Communication appears to be at the root of Fischer's concerns.
Reports on how the contract negotiations have developed should have been brought to city council for public review in a more timely fashion, she said.
"The whole process is being done backward," she said. "I seem to not be privy to the inner workings of the city. I think that they have handled the Zebra's situation with the misconception that staff is in charge of negotiations."
"When we're not told, how can we even have a position at all," she said. "It's just not done this way."
The situation could be unfair to Johnson as well, Fischer said.
"He's negotiating in good faith with people that do not have the final say," she said. "It shouldn't have taken but a couple of weeks to do this. It just doesn't seem that we get anything done."

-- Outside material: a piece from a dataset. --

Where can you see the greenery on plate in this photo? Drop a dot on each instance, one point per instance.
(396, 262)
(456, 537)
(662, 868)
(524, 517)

Johnson could not be reached Tuesday for follow up questions about his negotiations with the city.
The Zebra's debate originated at a Sept. 25 city council meeting after Councilman Jason Sandel objected to a Zebra's billboard between Farmington and Kirtland depicting scantily clad women. He requested a review of the restaurant's lease agreement at the time.
Johnson agreed to take down the billboard after meeting with Campbell and airport manager Todd Gressick.
The negotiation process, however, has taken place largely behind closed doors, Fischer said.
In her opinion, it is time that these processes see the light of day.
"I have been here for a long time, and I've seen when (the city) worked," Fischer said. "It makes me sad to be part of a dysfunctional organization. It can be done. I've seen it done ... now I see this colossal mess on our hands."